A supervised approach for predicting patient survival with gene expression data

Proc IEEE Int Symp Bioinformatics Bioeng. 2010;2010(5521718):26-31. doi: 10.1109/BIBE.2010.14.

Abstract

Rapid development in genomics in recent years has allowed the simultaneous measurement of the expression levels of thousands of genes using DNA microarrays. This has offered tremendous potential for growth in our understanding of the pathophysiology of many diseases. When microarray studies also contain information about an outcome variable such as time to an event or death, one of the goals of an investigator is to understand how the expression levels of genes (covariates) relate to the time-to-event (referred to as survival time) in the course of a disease.In this article, we consider the case where the number of covariates, p, exceeds the number of observations, N, a setting typical of microarray gene expression data. For a given vector of responses representing survival times of N subjects and the corresponding p × N gene expression matrix, we examine the problem of predicting the survival probability when N ≪ p. This is an ill-conditioned problem further compounded by the presence of possibly censored survival times.
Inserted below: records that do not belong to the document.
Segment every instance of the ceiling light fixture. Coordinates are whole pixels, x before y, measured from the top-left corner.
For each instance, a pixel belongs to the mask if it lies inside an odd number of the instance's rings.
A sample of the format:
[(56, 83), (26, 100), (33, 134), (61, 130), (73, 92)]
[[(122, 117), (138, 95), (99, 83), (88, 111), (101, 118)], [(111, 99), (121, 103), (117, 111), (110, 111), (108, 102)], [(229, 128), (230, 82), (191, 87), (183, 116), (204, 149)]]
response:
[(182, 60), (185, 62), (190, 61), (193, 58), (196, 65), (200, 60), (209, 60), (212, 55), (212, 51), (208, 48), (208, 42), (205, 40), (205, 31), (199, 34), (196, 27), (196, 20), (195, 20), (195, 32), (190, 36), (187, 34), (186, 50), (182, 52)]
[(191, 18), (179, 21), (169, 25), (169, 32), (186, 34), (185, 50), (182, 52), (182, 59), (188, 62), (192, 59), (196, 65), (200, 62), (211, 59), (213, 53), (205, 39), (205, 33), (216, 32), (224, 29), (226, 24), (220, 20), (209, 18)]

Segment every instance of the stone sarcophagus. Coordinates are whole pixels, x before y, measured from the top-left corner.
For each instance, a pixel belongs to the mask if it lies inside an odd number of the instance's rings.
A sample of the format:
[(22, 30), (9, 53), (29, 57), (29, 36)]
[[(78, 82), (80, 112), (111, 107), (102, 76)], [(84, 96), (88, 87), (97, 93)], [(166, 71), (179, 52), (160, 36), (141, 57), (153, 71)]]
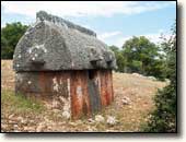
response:
[(114, 100), (113, 51), (88, 28), (40, 11), (16, 45), (15, 92), (51, 103), (71, 118)]

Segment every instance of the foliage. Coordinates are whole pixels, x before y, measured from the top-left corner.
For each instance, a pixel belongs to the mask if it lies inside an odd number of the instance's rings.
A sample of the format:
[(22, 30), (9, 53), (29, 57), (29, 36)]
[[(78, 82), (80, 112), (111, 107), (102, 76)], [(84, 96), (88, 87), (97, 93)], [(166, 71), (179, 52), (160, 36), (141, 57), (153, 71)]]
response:
[(111, 46), (109, 49), (112, 49), (115, 52), (115, 56), (116, 56), (116, 63), (117, 63), (116, 71), (124, 72), (125, 66), (126, 66), (126, 59), (123, 56), (123, 51), (119, 50), (119, 48), (116, 47), (116, 46)]
[(151, 43), (144, 36), (127, 40), (123, 49), (116, 46), (109, 47), (116, 56), (119, 72), (138, 72), (143, 75), (152, 75), (160, 80), (165, 79), (165, 56), (160, 54), (163, 48)]
[(127, 60), (127, 72), (138, 72), (164, 79), (164, 60), (159, 54), (161, 51), (159, 46), (144, 36), (133, 36), (124, 44), (123, 49)]
[(7, 24), (1, 28), (1, 59), (12, 59), (14, 48), (27, 29), (26, 25), (20, 22)]
[(158, 92), (154, 97), (155, 110), (144, 127), (148, 132), (175, 132), (176, 131), (176, 31), (175, 25), (172, 37), (162, 44), (167, 54), (166, 74), (170, 85)]
[(40, 102), (26, 98), (22, 94), (14, 94), (11, 91), (1, 92), (1, 103), (2, 109), (8, 109), (7, 107), (11, 106), (13, 113), (40, 113), (44, 110), (44, 105)]

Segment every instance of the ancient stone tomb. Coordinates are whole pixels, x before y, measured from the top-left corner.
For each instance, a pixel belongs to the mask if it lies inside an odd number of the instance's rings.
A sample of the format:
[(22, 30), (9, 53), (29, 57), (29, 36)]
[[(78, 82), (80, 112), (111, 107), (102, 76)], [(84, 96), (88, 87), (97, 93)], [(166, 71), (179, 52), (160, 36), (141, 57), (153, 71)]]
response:
[(16, 45), (15, 92), (43, 99), (73, 119), (114, 100), (114, 54), (88, 28), (40, 11)]

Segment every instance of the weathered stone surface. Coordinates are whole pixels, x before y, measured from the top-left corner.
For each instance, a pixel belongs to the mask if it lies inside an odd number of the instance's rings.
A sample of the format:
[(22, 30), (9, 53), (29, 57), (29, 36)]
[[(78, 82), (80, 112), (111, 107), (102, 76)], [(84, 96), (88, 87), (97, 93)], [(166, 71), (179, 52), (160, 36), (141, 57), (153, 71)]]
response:
[(13, 58), (15, 71), (113, 68), (114, 52), (94, 32), (46, 12), (37, 13), (36, 23), (20, 39)]

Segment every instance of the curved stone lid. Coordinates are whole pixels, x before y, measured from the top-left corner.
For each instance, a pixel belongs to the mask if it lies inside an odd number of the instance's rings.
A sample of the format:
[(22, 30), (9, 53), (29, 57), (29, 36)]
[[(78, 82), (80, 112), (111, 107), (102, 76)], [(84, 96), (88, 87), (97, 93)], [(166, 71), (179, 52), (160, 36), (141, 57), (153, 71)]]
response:
[(38, 12), (15, 47), (15, 71), (114, 69), (113, 51), (88, 28)]

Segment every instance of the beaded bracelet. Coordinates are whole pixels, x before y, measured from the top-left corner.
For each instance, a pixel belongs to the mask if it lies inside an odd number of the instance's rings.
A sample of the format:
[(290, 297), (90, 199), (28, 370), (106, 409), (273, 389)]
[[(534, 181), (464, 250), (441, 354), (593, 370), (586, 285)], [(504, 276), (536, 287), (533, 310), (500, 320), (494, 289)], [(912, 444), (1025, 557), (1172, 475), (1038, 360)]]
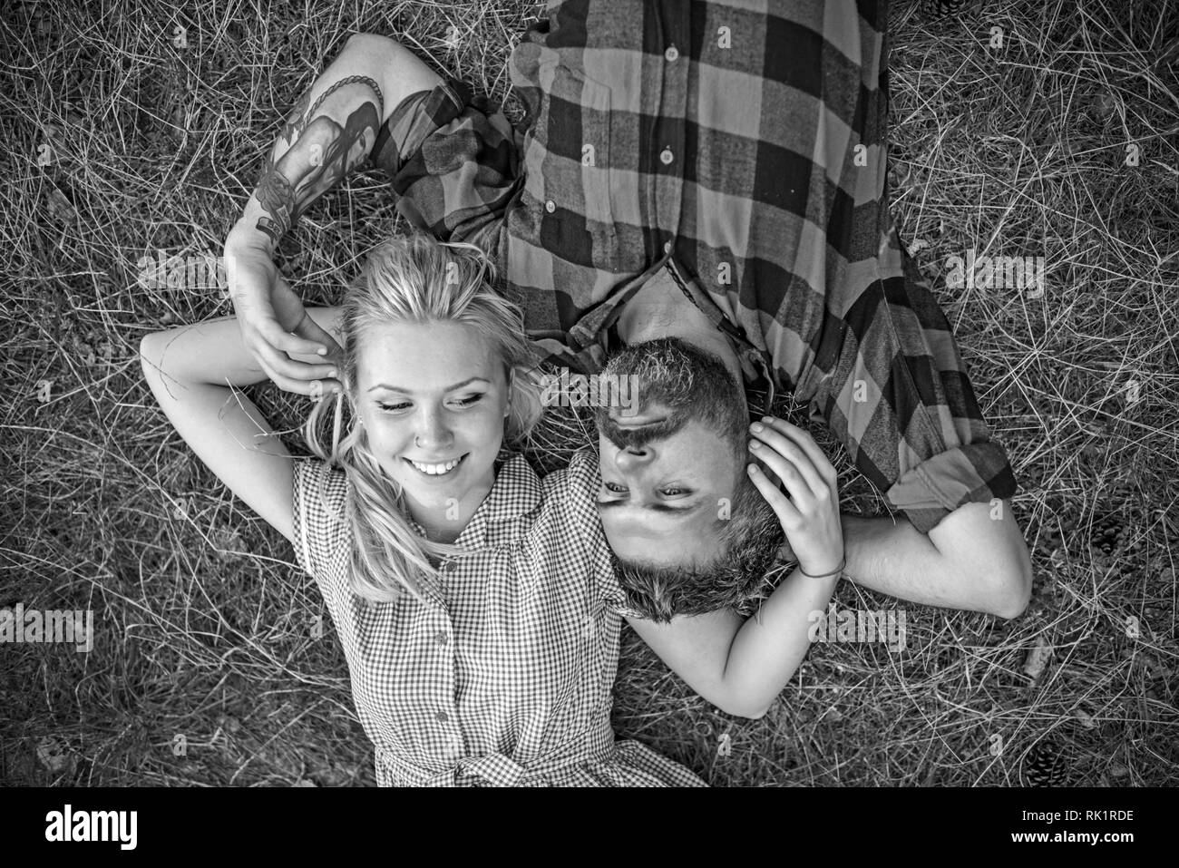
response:
[(843, 559), (839, 561), (839, 566), (837, 566), (835, 570), (831, 570), (830, 572), (818, 573), (817, 576), (811, 576), (809, 572), (806, 572), (805, 570), (803, 570), (803, 565), (802, 564), (798, 565), (798, 572), (801, 572), (808, 579), (825, 579), (828, 576), (835, 576), (836, 573), (842, 573), (843, 572), (843, 567), (845, 567), (847, 565), (848, 565), (848, 553), (844, 552), (843, 553)]

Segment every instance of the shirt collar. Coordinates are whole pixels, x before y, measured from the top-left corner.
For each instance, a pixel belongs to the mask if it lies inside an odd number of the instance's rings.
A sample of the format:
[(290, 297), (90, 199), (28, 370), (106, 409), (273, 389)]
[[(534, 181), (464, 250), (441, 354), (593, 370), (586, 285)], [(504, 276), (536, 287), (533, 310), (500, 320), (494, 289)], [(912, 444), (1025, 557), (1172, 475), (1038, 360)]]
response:
[(498, 462), (492, 491), (462, 528), (455, 545), (482, 548), (509, 542), (527, 525), (523, 519), (540, 506), (540, 478), (528, 460), (519, 453), (501, 452)]

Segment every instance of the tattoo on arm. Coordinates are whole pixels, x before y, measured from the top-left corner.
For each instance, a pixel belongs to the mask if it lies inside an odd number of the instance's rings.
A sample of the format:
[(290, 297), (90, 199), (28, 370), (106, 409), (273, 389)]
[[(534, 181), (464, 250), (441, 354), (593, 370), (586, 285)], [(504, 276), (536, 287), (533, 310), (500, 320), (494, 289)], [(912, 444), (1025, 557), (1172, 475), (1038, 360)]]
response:
[[(357, 83), (371, 88), (375, 104), (370, 99), (361, 101), (343, 126), (328, 114), (315, 117), (328, 97)], [(279, 132), (255, 191), (263, 211), (256, 228), (275, 244), (311, 202), (368, 159), (381, 125), (381, 87), (368, 75), (348, 75), (307, 107), (309, 101), (310, 91), (299, 98)]]

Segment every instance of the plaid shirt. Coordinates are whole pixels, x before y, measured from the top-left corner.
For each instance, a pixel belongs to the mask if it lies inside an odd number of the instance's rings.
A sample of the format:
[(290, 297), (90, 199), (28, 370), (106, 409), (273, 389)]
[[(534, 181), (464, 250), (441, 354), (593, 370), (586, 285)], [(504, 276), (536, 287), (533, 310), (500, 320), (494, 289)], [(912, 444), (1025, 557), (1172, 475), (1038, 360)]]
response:
[(296, 462), (296, 560), (343, 644), (380, 785), (704, 785), (646, 745), (614, 741), (625, 609), (597, 480), (585, 452), (544, 482), (511, 458), (456, 540), (474, 553), (443, 567), (427, 604), (406, 594), (367, 605), (348, 585), (351, 531), (334, 519), (347, 474)]
[(519, 127), (452, 79), (375, 162), (415, 222), (495, 254), (549, 361), (597, 369), (620, 305), (672, 281), (928, 532), (1016, 484), (889, 215), (887, 14), (551, 4), (511, 55)]

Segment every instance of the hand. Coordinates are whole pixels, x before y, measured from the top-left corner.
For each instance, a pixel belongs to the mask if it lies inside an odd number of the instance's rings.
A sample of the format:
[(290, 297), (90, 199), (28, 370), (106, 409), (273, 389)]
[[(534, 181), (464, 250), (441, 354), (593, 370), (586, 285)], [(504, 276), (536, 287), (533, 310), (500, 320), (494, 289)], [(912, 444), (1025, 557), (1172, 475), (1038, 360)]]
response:
[(814, 576), (829, 574), (843, 561), (835, 467), (802, 428), (772, 417), (757, 426), (760, 430), (751, 430), (750, 454), (765, 463), (786, 493), (757, 465), (751, 465), (750, 478), (773, 507), (798, 566)]
[[(343, 350), (307, 313), (263, 242), (243, 239), (237, 230), (231, 232), (225, 242), (225, 274), (242, 342), (266, 376), (279, 388), (299, 395), (343, 388), (331, 377)], [(320, 347), (328, 350), (321, 363), (298, 362), (288, 355), (316, 355)]]

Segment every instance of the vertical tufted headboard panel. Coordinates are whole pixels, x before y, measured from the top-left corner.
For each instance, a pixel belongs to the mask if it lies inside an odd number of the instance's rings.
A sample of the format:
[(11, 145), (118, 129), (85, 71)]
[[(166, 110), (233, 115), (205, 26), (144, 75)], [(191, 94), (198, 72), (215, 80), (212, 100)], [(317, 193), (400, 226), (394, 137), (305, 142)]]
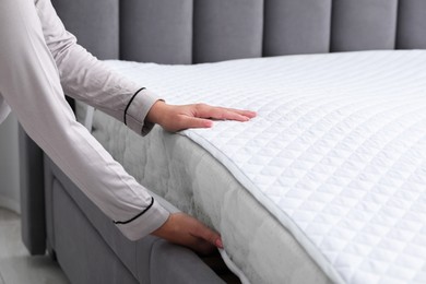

We propose a model that combines the partial least squares approach for dimensionality reduction with the accelerated failure time model, a widely used log-linear model for linking censored survival time to covariates. We develop parametric methods to account for censoring as well as for predicting patient survival probabilities. We illustrate the applicability of our methods using cancer microarray data and explore the biological relevance of our results using pathway analysis. Finally, we evaluate the performance of our methods using extensive simulation studies.